Du côté de Félicien, c’est un tout autre son de cloche que l’on entend. Pour lui, certains agents « aiment bien provoquer les jeunes, pour faire des coups tordus, pour les mettre à l’isolement. » Une accusation que corrobore François : « Certains gardiens sont bien, d’autres se lèvent pour nous faire chier. »

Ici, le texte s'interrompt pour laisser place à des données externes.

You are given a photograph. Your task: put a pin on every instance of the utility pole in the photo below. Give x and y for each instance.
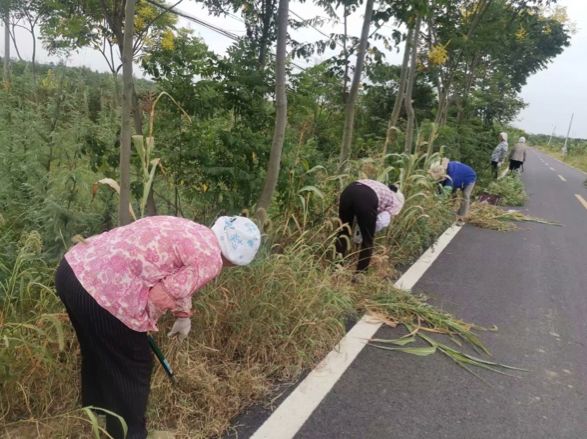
(565, 149)
(552, 134)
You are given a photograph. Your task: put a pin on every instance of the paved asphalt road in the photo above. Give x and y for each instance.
(532, 284)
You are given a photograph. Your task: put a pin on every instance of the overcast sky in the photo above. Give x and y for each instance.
(552, 95)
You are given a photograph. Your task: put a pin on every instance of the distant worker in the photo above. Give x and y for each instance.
(373, 204)
(456, 175)
(499, 154)
(116, 285)
(518, 155)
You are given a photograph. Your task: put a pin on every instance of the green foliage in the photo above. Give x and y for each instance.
(509, 190)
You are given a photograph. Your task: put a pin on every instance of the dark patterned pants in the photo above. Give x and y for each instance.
(116, 361)
(358, 201)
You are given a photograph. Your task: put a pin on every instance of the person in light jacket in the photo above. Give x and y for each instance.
(116, 285)
(373, 204)
(455, 175)
(518, 155)
(499, 153)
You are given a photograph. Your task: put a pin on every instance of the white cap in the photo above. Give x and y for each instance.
(239, 238)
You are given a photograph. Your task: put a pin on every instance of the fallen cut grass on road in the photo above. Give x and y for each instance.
(488, 216)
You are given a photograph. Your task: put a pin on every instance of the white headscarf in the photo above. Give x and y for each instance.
(239, 238)
(438, 170)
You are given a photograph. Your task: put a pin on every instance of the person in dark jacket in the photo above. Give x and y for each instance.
(373, 204)
(518, 155)
(456, 175)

Des mineurs qui s’enfoncent dans la délinquance
Dans la section, les mineurs ne croisent pas que des agents pénitentiaires. Ils rencontrent aussi une assistante sociale et une psychologue dont la mission se cantonne à « l’expertise ». Leur rôle est important : elles émettent des avis concernant la libération provisoire de ces jeunes détenus. Pour les condamnés, c’est la direction de la section qui pose certaines conditions. « Une mission qui me tient à coeur, reconnaît Mélanie Demoitié. C’est le maximum qu’on puisse faire. On essaie qu’ils aient un projet. Les conditions sont en général qu’ils s’inscrivent à l’école ou en formation, ou qu’ils soient suivis par une asbl d’aide à la réinsertion. » Pour ceux qui attendent en préventive, la situation est aussi très
difficile. « Chaque mois, ils peuvent être libérés ou être maintenus en préventive par la Chambre du Conseil. C’est très difficile pour eux de se projeter, de se responsabiliser », déclare Mélanie Demoitié.

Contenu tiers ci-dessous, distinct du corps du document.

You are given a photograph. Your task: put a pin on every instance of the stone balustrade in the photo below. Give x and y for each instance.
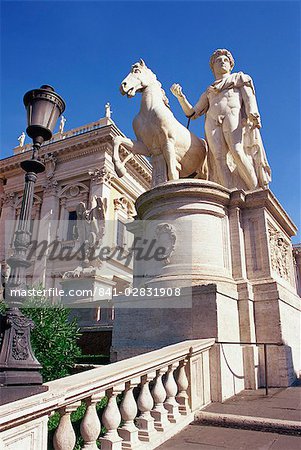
(149, 398)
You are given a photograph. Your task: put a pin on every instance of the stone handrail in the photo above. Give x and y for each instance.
(172, 382)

L’enfermement en section « dessaisis » du centre fermé de Saint-Hubert aide-t-il ces jeunes à sortir de l’ornière de la délinquance ? La directrice adjointe du centre elle-même n’a pas l’air convaincue : « La détention ici ne les aide pas à changer de direction. Ils reforment une bande à l’intérieur de la prison. Ils n’ont pas d’exemple positif. Ils peuvent passer la nuit éveillés et dormir le jour. Le contexte n’est pas cadrant. C’est frustrant de voir des mineurs qui s’enfoncent dans la délinquance. On le voit quand ils reviennent ici. »
« Saint-Hubert, c’est le fin fond de la Belgique », se plaint François, détenu depuis plusieurs mois. Et il n’a pas tort. La plupart des détenus viennent de Bruxelles ou de Charleroi. Le voyage, surtout sans voiture, relève de la gageure. Et pour certains de ces jeunes détenus, cette distance est douloureuse. « Le plus dur, c’est de ne pas voir les gens qu’on aime. Ma mère, ça fait huit mois que je ne l’ai pas vue », nous dit Félicien. « C’est vrai qu’il y a un problème de mobilité, concède Mélanie Demoitié, la directrice adjointe. La gare est à douze kilomètres. » Un centre isolé. Certes. Mais à cet obstacle s’en ajoutent d’autres qui relèvent de l’intime. « Je n’ai pas envie que ma mère voie son fils dans ce cadre », lâche François. Par conséquent, Mélanie Demoitié constate que peu de familles utilisent le service de navettes offert par le SAD une fois par mois. Et pourtant, le service propose aux familles d’aller les chercher et de les ramener à leur domicile.